There is one suspect link tag pointing to an empty stylesheet, whose hash changes each time I change my CSS. It appears Discourse is silently failing to compile my stylesheets. There are no mentions of failures in my error logs and discourse_theme uploads my stylesheets without complaint, but to no effect.
The fix is now merged in core and your site is deployed @hlissner. Note that I disabled two theme components: the one with custom styles (which you can enable) and discourse-theme-category-homepage, which needs to be updated upstream before you can enable it. More details on that in Enhanced category-box display component - #7 by pmusaraj
Thank you! The stylesheets now correctly load, however, the SCSS color variables don’t appear to inherit my theme’s color scheme. e.g. $secondary yields its default value, #ffffff, instead of #282c34. Is this perhaps another regression from e8b8272?
Yes, it is another regression. It’s a bit of a tricky fix… and for the vast majority of color variables, theme components should be using CSS custom properties. You can look at this guide Updating themes and plugins to support automatic dark mode, for an overview and some examples on how to add custom color variations in a special color_definitions.scss file in your theme component.
Is there a better way around this? I could add styles directly to each theme, but I intend to have many, and I’d rather handle some general cases from a central, global component where possible.
Yes, that makes sense, did you try adding that SCSS above to a new file in common/color_definitions.scss? It should just work if you add it there. (There is also a tab in the UI for that special stylesheet.)
Was about to try exactly that, then the discourse went down with a The software powering this discussion forum encountered an unexpected problem, haha.
Thanks for your help! The PR was merged, my instance was updated, and I can import styelsheets into color_definitions.scss, but this issue has resurfaced:
This time, this affects variables in color_definitions.scss as well.
Is it possible to do what you are trying to do without inheriting from the parent theme’s SCSS variables? That’s a very narrow use case and I would rather not add that complexity in core.

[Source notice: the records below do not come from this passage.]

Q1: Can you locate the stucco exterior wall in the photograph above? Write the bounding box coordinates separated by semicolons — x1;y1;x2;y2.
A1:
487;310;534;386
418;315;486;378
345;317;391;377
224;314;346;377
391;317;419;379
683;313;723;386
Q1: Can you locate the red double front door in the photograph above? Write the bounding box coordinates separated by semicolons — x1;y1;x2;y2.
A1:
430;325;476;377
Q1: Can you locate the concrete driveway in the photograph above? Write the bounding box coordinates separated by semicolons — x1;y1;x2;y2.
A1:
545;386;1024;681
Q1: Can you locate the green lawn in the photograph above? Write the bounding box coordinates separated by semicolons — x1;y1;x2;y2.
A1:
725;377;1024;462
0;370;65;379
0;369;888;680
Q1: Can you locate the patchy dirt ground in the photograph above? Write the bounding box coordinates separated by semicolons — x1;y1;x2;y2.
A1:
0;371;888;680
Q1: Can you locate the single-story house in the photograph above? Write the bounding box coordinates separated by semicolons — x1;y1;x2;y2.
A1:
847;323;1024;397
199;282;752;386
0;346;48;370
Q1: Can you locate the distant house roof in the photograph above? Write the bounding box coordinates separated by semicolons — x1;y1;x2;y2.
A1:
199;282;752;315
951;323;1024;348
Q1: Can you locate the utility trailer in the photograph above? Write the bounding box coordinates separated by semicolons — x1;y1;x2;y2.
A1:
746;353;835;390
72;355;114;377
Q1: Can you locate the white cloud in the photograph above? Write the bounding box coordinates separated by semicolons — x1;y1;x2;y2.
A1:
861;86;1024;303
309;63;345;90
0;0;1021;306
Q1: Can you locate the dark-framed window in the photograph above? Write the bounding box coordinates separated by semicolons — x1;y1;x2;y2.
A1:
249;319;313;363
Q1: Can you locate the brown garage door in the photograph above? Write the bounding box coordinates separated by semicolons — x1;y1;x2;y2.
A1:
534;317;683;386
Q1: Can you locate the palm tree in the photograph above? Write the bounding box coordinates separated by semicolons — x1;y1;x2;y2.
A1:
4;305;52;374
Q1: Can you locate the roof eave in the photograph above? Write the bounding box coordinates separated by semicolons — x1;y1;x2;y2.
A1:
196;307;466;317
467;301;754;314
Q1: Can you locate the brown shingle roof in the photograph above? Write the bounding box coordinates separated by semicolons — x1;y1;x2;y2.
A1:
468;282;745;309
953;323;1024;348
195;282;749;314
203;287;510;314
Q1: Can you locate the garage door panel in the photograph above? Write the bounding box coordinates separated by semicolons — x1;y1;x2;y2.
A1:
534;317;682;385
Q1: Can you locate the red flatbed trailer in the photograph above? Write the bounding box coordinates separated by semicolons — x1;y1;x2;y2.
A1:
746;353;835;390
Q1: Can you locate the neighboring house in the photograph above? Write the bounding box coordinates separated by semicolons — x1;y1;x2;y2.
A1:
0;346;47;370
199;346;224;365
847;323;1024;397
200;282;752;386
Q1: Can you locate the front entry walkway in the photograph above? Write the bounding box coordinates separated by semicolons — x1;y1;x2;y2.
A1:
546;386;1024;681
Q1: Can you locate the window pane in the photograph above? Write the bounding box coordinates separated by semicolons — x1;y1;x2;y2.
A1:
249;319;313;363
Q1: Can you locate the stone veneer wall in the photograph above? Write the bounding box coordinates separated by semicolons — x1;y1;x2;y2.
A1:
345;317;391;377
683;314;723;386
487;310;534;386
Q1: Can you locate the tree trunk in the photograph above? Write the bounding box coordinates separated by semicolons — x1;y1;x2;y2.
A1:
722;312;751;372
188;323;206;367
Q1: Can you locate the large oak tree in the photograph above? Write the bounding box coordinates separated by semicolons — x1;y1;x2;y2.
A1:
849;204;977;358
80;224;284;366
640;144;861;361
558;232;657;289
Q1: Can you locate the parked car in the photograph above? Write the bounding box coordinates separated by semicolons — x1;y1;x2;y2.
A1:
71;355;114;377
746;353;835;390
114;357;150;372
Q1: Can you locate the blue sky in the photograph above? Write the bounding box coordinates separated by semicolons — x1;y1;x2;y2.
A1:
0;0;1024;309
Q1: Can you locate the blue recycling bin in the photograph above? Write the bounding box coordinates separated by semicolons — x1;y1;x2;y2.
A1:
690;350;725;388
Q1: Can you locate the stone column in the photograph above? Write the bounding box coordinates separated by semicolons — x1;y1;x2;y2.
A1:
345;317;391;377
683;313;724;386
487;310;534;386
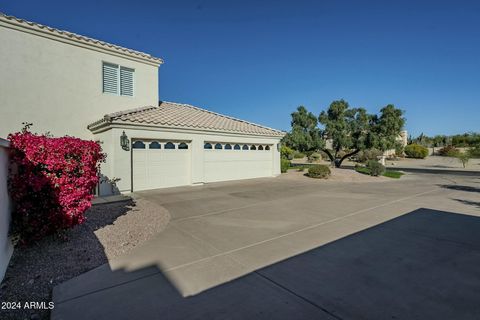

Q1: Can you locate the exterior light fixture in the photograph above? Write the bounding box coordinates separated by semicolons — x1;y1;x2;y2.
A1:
120;131;130;151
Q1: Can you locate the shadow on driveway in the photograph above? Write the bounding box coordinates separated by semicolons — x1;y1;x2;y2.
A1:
52;209;480;319
439;184;480;192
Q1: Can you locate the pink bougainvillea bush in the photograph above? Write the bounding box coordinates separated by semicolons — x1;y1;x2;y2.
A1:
8;126;105;244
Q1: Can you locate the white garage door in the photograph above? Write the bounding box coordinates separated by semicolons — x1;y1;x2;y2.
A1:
132;140;191;191
204;142;273;182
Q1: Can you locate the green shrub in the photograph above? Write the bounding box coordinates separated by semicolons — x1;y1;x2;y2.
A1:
308;152;322;162
308;164;331;179
293;151;305;159
456;152;471;168
366;160;385;177
438;145;460;157
404;144;428;159
280;158;290;173
356;149;383;162
383;171;403;179
355;165;370;175
280;146;295;160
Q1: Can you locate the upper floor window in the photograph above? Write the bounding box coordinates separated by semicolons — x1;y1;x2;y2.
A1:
102;62;135;97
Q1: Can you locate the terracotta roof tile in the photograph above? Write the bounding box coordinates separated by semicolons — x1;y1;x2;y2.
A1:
89;101;285;137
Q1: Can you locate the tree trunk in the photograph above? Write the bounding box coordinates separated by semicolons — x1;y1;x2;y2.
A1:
322;149;335;166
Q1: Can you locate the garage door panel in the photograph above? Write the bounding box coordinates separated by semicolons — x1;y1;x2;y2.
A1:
204;148;273;182
133;142;191;191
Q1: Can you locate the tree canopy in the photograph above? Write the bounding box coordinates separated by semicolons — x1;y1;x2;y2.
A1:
284;100;405;167
284;106;325;152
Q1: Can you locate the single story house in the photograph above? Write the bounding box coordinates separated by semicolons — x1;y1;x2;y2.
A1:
0;14;284;195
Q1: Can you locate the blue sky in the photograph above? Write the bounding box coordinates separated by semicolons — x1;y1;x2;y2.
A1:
0;0;480;135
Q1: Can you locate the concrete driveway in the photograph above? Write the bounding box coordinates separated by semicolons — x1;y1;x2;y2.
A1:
52;171;480;319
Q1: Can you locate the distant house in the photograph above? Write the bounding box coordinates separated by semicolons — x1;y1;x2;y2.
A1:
0;14;284;194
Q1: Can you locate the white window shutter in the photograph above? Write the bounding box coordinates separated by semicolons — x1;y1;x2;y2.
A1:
103;62;119;94
120;67;135;97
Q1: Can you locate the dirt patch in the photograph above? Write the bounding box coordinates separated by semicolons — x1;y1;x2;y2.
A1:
281;168;394;182
0;199;170;319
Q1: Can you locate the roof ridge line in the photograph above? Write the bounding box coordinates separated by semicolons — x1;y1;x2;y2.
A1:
0;11;164;63
160;100;283;133
103;106;158;120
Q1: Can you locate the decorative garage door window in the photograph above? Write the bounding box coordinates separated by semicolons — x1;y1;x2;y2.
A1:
132;140;188;150
165;142;175;149
148;141;162;149
203;142;270;151
132;141;145;149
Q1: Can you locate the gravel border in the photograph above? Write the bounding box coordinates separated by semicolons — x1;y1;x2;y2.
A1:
0;199;170;320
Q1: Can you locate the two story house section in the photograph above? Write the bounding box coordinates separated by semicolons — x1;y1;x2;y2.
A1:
0;14;284;195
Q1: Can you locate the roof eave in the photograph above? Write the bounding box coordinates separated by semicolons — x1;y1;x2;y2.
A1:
0;12;164;66
88;120;286;139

It’s certainly possible, only inconvenient, because it’ll require hundreds of lines of boilerplate scss per-theme (and a build system for it to share variables across them all) that weren’t necessary a week ago. That said, it’d probably be best to do this anyway, to avoid issues with future refactors of Discourse’s build process. I’ll do that. Thanks!
That guide is a bit outdated, yes, although what is tripping up in your case is not core variables but rather SCSS colors in a component not inheriting the theme’s color scheme. (Nonetheless, I will go through the guide and update it.)
A little bit of context: in August/September 2020 we moved to using CSS custom properties for colors. The main reason for that change was so that we could support automatic dark mode in a way that was light and fast. Themes have CSS and JS, so they cannot be switched quickly, but using CSS custom properties, color schemes can be flipped on the fly, without refreshing the page.
I see in your site that you have 4 themes with a color scheme each and a component shared across the themes for the shared styles. You could achieve essentially the same thing with one main theme (that would contain all the shared styles) and 4 user-selectable color schemes. You would need to move all color calculations in the color_definitions.scss file of the main theme, but it is doable, I’ll try to find some time and give this a shot tomorrow.
That would be ideal, but I arrived at the current setup because multiple color schemes wouldn’t work for me. Some color schemes produce poor colors for auto-generated variables like --primary-low. Simply redefining the variable may work for one color scheme, but not another. A more general solution is possible if we redefine it based off $primary, or conditionally based on color scheme id/name, but without either multiple themes is necessary, so I can have a per-theme color_definitions.scss (the duplication I’d like to avoid). Or is there a better option I’m missing?